Last week, a team of the European Union (EU) Humanitarian Aid department initiated a field visit to North Korea aimed at assessing the country’s food shortages. Furthermore, last month marked the 10th anniversary of the European Commission’s (the EU’s executive body) relations with North Korea. Coinciding with these two benchmarks, Javier Delgado Rivera interviews Mr Christian Ehler, a German Member of the European Parliament (MEP) and Chair of the European Parliament Delegation for relations with the Korean Peninsula.
How would you best describe today’s EU ties with the North Korea?
The European relations with North Korea could be better portrayed by its intermittent character. Although 25 EU member states maintain bilateral relations with Pyongyang, and the EU is represented by its ambassador in Seoul, diplomatic relations remain difficult.
The at times unsystematic engagement of Brussels with North Korea depends heavily on the developments of North Korea’s nuclear programme. On top of this, there are a number of regional security concerns that the EU has to watch carefully and react accordingly to.

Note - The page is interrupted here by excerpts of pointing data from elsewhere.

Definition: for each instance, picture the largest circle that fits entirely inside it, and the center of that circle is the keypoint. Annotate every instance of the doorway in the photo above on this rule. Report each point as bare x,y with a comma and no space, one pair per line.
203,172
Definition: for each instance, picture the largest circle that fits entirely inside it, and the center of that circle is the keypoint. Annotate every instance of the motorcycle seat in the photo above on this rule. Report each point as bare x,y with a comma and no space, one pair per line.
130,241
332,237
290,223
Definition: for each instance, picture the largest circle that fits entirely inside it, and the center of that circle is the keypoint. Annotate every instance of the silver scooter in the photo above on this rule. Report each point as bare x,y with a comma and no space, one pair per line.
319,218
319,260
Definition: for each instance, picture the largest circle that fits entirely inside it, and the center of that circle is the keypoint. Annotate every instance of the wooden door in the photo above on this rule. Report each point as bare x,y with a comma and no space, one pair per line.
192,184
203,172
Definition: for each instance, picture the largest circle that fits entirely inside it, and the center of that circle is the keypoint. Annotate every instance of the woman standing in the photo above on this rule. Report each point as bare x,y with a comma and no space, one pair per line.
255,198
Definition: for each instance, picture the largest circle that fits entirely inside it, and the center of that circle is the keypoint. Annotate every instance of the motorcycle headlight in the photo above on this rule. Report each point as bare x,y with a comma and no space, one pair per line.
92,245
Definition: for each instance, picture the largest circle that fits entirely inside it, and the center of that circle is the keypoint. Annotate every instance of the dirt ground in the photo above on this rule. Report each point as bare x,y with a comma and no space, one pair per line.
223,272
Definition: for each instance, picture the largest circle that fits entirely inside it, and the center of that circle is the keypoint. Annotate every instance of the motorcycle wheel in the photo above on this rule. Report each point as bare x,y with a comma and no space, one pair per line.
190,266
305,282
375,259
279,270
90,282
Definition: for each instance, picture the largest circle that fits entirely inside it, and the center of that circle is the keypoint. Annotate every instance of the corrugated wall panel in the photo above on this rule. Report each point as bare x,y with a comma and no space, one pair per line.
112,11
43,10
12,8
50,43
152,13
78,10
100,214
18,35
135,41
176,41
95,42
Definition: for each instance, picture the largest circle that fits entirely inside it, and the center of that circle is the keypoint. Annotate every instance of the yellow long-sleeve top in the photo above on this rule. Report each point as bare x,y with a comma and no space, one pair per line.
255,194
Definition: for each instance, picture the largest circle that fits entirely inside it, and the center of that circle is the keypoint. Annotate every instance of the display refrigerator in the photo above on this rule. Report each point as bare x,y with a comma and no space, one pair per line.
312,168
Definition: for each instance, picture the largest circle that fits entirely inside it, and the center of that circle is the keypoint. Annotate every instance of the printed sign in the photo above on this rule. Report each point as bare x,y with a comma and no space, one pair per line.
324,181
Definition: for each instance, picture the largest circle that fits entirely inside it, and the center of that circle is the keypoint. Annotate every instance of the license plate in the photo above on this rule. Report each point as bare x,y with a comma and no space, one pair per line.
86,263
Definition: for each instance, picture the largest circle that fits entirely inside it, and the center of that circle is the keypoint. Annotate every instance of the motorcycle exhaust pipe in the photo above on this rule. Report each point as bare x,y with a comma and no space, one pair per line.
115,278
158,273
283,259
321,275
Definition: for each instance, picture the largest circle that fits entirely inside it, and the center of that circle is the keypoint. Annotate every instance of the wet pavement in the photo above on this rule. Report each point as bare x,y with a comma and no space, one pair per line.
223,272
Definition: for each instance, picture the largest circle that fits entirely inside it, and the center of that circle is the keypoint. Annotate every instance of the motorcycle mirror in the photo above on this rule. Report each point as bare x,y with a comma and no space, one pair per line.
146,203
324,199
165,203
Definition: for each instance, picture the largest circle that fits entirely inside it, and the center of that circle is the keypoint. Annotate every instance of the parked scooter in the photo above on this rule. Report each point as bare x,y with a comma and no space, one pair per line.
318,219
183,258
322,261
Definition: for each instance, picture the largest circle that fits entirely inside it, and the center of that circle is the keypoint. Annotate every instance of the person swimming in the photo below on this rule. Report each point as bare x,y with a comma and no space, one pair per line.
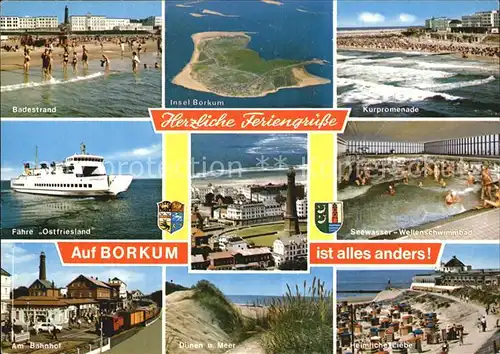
65,59
27,59
46,64
135,62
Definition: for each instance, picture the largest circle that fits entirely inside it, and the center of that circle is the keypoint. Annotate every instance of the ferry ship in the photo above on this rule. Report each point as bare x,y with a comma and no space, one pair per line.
80,175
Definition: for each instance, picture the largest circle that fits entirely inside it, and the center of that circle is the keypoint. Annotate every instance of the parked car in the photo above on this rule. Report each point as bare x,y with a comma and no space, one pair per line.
46,327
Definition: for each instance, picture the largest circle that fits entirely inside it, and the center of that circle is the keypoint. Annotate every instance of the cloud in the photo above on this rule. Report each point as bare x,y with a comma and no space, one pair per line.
152,151
407,18
371,17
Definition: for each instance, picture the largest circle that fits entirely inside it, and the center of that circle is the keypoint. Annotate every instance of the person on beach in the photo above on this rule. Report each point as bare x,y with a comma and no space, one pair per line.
65,59
27,59
45,64
470,179
105,63
135,62
391,190
445,347
85,57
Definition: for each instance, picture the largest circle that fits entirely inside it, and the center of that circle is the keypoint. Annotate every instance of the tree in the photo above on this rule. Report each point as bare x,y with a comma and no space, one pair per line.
228,200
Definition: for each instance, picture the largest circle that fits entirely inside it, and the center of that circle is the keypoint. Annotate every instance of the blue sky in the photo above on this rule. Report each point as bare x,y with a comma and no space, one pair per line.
360,13
477,255
27,257
127,147
264,284
114,9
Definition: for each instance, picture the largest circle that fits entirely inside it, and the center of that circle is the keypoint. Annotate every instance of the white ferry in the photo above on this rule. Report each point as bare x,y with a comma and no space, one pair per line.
80,175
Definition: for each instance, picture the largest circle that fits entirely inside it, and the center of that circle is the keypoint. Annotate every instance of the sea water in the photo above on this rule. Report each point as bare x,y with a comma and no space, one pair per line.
437,85
87,92
277,32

Such hurdles have not put us off though. Over the years, a multi-tiered dialogue with the North Korean regime has been pursued and, even if characterized by up and downs, has been successfully held. It is worth noting that any kind of exchange with Pyongyang has to be carried out under peculiar terms. North Korea’s political system differs so much from ours that certain adjustments have to be necessarily made if we really aim at cutting short the country’s isolation.
The EU is not a member of the Six Party Talks (6PT), the main international initiative to persuade North Korea to denuclearize. Should Brussels not be part of these talks?
The European Parliament and the EU as a whole have repeatedly called for the resumption of the 6PT. Even if the EU is not a party (it was not been invited), it fully backs the process, both politically, and financially, with €1,8 million for verification purposes. Brussels stands ready to provide further assistance and support if progress is made in the 6PT.
The EU is doing all it can to make headway with North Korea, but it takes two, or in this case, several, to tango. In its efforts to tackle security issues destabilizing the region, the EU should work hand in hand with China. The European Parliament is well aware of Beijing’s weight on Pyongyang’s calculations. We keep a close eye on the Sino-North Korean relationship, having repeatedly called on China to come up with a purposeful strategy able to prevent tensions from escalating.
You mentioned the financial assistance provided by the EU in the framework of the 6PT. Is Brussels flexing its aid delivering muscle to further relate with the reclusive regime in NK?
To the European Parliament, the well-being of North Korean citizens is just as serious concern as the stability of the Korean Peninsula. In fact, both shape Europe’s involvement in the region. Since the mid-1990, Brussels has but maintained an undiminished commitment to the North Korean people by providing financial assistance and large provisions of food aid. Let me give you a figure. Over the last three years, the EU food security programme has earmarked €34 million for security and health projects in North Korea.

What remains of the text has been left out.